But after seeing how the game was being played, it was determined that the users who were doing the bulk of the item management already knew what items they wanted, or that there was more than enough information on the item listview to make a meaningful decision. Basically, we moved the actions up a level to alleviate the need to view the item's detail before performing an action. 


Destiny Companion v2 Android

Role: UX and UI Design

Responsible for the User experience design, feature design, and UI design for the Companion Tablet Update

Lead: David Sinclair


The Destiny Companion had no existing footprint on any tablet device


Proposed Solution:

Design a Native Tablet Experience

The first solution we went after was a full design for all tablets, including iOS. This involved scoping for work, looking at navigation options, and designing in feature versions to roll out as we completed them.

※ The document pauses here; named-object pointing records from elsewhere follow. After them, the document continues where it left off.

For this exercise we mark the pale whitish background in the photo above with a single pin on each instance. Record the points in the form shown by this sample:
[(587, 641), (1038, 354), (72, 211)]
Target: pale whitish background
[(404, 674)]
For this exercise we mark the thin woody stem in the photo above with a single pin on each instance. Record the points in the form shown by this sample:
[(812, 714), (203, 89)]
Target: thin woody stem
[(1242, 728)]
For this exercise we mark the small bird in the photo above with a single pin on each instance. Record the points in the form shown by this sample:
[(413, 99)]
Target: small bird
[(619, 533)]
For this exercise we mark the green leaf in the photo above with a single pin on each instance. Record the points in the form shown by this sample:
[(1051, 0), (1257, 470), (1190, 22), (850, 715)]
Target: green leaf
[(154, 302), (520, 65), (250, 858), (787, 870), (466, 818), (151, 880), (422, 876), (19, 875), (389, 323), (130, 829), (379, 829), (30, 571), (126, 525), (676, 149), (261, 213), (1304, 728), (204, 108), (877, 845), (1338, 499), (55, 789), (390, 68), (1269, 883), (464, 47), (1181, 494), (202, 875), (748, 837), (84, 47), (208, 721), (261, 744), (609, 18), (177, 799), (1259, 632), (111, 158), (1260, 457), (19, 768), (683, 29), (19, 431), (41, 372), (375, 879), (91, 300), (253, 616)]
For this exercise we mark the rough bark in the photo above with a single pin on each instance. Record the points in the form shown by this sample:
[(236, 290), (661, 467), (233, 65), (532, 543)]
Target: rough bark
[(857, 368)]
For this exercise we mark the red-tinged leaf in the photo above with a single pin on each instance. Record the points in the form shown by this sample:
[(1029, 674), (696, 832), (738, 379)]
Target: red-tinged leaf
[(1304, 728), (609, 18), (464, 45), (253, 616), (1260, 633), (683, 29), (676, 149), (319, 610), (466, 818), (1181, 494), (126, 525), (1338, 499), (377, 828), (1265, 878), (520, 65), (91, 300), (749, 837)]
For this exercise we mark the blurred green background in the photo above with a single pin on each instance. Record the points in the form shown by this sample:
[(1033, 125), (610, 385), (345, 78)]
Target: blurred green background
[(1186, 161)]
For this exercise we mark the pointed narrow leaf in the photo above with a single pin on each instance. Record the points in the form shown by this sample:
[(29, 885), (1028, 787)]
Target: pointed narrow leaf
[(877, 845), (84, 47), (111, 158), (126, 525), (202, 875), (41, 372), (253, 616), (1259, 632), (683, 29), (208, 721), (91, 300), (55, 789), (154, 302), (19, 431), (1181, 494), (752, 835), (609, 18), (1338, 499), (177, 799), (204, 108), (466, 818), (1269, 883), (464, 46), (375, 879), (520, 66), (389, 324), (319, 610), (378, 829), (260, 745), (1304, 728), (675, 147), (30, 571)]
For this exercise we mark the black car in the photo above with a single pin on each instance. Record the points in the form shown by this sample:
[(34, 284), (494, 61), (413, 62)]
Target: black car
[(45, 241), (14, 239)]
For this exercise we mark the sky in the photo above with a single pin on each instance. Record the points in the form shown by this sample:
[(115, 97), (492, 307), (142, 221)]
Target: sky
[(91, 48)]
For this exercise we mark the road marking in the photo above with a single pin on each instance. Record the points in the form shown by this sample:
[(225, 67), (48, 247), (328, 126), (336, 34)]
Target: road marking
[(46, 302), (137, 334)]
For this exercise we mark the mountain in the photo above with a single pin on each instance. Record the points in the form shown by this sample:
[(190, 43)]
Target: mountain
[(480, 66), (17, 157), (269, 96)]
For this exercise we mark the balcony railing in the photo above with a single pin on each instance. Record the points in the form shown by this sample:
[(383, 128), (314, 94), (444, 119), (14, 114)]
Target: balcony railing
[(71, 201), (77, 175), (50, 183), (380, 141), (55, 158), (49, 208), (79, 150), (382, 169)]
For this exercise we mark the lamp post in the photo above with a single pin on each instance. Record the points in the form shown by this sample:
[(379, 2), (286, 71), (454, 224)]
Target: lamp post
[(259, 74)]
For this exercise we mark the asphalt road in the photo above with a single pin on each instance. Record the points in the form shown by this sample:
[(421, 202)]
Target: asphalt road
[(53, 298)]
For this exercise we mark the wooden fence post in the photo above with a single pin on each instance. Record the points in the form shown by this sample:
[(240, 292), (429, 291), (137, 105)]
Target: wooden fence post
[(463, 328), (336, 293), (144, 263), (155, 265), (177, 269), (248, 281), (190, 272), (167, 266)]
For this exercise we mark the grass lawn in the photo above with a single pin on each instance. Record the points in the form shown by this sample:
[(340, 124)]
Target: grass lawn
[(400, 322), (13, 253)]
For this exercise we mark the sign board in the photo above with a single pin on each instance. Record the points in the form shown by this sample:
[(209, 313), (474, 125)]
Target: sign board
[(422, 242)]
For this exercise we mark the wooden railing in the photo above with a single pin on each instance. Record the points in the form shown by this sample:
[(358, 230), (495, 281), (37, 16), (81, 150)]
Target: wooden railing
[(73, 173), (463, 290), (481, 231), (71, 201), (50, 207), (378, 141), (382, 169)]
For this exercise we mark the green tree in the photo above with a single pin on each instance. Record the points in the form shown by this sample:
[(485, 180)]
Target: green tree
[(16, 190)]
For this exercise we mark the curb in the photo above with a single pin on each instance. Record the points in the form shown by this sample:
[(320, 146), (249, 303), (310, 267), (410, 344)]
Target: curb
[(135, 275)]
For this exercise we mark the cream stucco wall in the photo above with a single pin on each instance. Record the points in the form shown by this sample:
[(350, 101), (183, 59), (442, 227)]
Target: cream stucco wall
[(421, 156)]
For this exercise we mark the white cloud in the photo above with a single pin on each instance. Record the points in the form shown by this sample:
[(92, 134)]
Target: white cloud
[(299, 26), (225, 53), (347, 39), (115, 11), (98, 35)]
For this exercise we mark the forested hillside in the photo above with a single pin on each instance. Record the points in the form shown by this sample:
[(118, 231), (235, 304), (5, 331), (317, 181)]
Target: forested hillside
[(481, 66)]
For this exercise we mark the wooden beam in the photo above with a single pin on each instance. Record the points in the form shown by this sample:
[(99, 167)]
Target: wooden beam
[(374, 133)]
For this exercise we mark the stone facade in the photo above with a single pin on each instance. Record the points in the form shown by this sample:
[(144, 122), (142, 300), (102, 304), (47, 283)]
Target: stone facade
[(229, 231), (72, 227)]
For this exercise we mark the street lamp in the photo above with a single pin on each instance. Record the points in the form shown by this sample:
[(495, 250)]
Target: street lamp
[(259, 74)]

The features had become so intertwined that the app could not be shipped without a complete feature load. 


New Problem 2:

Android had just launched their new Material Design update, and with it a whole new set of rules and paradigms for app design. This meant that the apps had to be designed and built differently to live in their respective ecosystems and act natively. 


Navigation was the biggest issue between the two systems.



Feeling like we had a better idea of how the Android Tablet system was working, we decided to focus on creating designs for that only.


We also decided to make one install for both mobile and tablet, essentially getting an update to mobile for 'free' because we were working on tablet.

Early Exploration of the Android Tablet Menu


The project started out as a waterfall of design to development. We were operating with no real timeframe on the project. The developers needed weeks to set up new frameworks, as we were throwing out a lot of old work.


Designs were being created and reviewed, but seldom implemented correctly, if at all. Pill-up of design debt became an issue and the developers felt like they would never catch up.


It was determined a new approach was needed and all members involved were invited to three 4 hour (or more) long design scrums and we would continue this until a cohesive plan and design emerged.




Milestone 2:

What came out of those meetings, reviews and designs was a well understood scope, a clear direction, and an execution path.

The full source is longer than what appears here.